Thomson Reuters owns Westlaw, which is a major legal research platform that provides a variety of legal sources, including case law, court decisions, statutes, legal articles, and editorial summaries written by editors, also called headnotes. It requires a paid subscription, which costs hundreds of dollars per month. Westlaw is therefore mainly used by law firms and legal institutions.
Ross Intelligence is a legal AI startup and a competitor that has developed a legal AI search engine. The company tried to license Westlaw’s content, but Reuters refused this request. Instead, Ross decided to make a deal with LegalEase to get training data in the form of so-called ‘Bulk Memos’. Bulk Memos are compilations of legal questions and answers based on Westlaw’s headnotes.

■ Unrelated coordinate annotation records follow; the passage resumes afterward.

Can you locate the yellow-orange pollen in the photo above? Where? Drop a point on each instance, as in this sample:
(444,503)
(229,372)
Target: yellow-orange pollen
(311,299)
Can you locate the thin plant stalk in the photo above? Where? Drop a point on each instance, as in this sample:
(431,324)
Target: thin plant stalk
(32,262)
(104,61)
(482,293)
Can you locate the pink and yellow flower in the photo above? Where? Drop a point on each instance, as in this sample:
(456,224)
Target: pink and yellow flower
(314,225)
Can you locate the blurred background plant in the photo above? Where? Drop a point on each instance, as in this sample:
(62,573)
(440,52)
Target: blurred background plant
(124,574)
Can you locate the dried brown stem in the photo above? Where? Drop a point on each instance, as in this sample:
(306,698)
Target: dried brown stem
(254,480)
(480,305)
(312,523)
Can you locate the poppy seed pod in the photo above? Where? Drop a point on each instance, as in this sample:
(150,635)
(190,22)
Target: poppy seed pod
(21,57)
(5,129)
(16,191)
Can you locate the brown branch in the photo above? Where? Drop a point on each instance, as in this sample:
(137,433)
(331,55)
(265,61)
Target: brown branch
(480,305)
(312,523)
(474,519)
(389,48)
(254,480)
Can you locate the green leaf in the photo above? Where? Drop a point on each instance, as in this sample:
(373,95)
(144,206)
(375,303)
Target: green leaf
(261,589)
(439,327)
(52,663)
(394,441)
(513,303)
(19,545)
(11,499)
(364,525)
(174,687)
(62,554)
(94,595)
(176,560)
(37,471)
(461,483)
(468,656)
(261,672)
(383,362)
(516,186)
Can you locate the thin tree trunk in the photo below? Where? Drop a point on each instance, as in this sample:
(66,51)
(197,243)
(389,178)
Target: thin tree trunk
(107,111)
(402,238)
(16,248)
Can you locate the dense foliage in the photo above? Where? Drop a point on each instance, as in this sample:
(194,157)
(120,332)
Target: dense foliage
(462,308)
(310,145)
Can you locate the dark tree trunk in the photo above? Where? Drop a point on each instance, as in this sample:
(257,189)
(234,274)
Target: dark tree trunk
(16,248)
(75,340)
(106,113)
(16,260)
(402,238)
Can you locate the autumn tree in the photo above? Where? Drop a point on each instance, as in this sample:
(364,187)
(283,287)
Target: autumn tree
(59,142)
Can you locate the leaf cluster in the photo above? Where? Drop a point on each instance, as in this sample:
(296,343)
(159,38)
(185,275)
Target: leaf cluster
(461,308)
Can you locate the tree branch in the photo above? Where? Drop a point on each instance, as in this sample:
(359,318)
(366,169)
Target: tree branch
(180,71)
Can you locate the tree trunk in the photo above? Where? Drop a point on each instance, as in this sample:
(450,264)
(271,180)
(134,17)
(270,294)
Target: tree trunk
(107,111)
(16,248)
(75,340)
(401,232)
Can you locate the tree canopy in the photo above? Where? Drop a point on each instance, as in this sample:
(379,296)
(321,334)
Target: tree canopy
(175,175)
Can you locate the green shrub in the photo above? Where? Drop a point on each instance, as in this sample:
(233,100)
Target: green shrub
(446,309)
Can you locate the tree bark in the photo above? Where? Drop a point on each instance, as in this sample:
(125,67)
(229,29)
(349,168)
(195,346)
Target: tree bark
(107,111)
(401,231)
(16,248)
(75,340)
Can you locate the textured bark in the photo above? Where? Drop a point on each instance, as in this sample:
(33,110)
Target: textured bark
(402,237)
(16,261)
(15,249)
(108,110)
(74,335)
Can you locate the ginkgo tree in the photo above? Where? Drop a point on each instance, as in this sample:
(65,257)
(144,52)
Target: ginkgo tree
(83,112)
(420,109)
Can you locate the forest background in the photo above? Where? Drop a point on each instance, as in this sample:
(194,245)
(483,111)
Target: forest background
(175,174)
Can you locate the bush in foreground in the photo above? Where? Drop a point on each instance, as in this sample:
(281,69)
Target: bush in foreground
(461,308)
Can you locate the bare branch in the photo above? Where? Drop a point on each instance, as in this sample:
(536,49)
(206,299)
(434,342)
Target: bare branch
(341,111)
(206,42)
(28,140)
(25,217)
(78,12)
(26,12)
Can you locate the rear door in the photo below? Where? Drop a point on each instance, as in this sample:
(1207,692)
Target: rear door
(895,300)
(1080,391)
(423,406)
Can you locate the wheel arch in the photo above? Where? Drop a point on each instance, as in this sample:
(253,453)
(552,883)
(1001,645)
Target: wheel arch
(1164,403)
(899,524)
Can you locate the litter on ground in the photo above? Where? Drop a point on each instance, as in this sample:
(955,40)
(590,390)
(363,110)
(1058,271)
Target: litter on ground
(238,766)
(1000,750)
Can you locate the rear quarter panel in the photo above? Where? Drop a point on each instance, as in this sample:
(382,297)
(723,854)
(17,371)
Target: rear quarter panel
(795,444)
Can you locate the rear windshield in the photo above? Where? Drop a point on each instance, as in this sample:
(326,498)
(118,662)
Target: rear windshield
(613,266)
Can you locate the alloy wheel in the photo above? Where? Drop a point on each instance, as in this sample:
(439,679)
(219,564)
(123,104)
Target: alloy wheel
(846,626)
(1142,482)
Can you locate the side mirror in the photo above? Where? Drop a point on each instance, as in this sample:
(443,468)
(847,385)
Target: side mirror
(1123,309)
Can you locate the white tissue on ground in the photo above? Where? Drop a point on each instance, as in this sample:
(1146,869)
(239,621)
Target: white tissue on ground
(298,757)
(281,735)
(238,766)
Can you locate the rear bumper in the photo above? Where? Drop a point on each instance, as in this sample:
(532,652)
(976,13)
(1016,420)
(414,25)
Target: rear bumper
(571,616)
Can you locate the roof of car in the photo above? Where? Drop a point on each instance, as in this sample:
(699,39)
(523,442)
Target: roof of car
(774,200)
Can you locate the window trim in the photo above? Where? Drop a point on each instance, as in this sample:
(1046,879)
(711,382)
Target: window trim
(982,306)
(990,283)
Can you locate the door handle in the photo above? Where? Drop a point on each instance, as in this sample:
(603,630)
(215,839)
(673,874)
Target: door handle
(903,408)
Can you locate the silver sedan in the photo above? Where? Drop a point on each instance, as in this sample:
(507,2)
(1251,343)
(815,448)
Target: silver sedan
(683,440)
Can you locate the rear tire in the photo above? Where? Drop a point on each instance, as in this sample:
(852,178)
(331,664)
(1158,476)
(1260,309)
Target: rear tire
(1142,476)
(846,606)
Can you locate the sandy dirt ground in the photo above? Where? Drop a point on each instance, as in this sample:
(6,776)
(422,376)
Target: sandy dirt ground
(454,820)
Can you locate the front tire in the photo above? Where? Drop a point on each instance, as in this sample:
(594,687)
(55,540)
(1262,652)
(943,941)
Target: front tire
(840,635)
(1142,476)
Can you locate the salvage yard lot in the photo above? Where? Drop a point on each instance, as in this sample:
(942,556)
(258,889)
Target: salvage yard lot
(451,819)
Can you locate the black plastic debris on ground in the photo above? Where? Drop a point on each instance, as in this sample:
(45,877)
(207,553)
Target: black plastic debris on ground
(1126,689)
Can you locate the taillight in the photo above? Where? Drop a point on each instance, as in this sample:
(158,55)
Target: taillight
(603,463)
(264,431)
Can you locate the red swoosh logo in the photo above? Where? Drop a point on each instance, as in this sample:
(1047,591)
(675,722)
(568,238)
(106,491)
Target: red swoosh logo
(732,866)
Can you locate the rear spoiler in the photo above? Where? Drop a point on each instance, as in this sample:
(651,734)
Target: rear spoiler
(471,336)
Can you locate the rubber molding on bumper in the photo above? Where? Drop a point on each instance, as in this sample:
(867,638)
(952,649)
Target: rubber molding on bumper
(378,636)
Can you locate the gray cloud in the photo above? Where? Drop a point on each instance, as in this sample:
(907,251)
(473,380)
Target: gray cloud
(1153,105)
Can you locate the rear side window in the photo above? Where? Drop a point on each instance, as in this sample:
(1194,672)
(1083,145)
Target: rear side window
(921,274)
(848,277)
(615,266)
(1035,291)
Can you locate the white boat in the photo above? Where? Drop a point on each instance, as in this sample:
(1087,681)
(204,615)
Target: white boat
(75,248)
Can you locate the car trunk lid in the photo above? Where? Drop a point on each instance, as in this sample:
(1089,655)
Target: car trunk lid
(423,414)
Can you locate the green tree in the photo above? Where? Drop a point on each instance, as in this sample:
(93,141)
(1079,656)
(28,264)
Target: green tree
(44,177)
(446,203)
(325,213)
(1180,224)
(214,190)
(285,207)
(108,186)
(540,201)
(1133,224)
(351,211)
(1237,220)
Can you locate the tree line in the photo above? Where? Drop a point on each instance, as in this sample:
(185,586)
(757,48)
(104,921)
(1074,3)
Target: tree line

According to court documents, Ross Intelligence built its competing product using Bulk Memos, which in turn were built from Westlaw headnotes. When Thomson Reuters found out, it sued Ross for copyright infringement.
The United States District Court for the District of Delaware has decided in favor of the press agency. The judge ruled that Westlaw’s headnotes are subjected to copyright protection. Ross Intelligence copied these headnotes to use as training data for its legal AI search engine.
In addition, the court ruled that fair use doesn’t apply in this case, because Ross Intelligence’s use is commercial and not transformative: it doesn’t have a different character compared to Westlaw, because Ross’ legal research tool was built to compete with Thomson Reuters’ tool.
“We are pleased that the court granted summary judgment in our favor and concluded that Westlaw’s editorial content created and maintained by our attorney editors, is protected by copyright and cannot be used without our consent. The copying of our content was not ‘fair use’,” Thomson Reuters spokesperson Jeff McCoy told The Verge in a statement.
This ruling sets a precedent for AI companies for prohibiting the use of copyrighted materials for training purposes without consent, and whether they can claim ‘fair use’ as a defense for using copyrighted materials.
A similar lawsuit has been brought up against OpenAI and Microsoft by The New York Times, which is accusing the companies to have trained their AI models by copying and using millions of the news outlet’s articles, and thus becoming the publication’s direct competitor.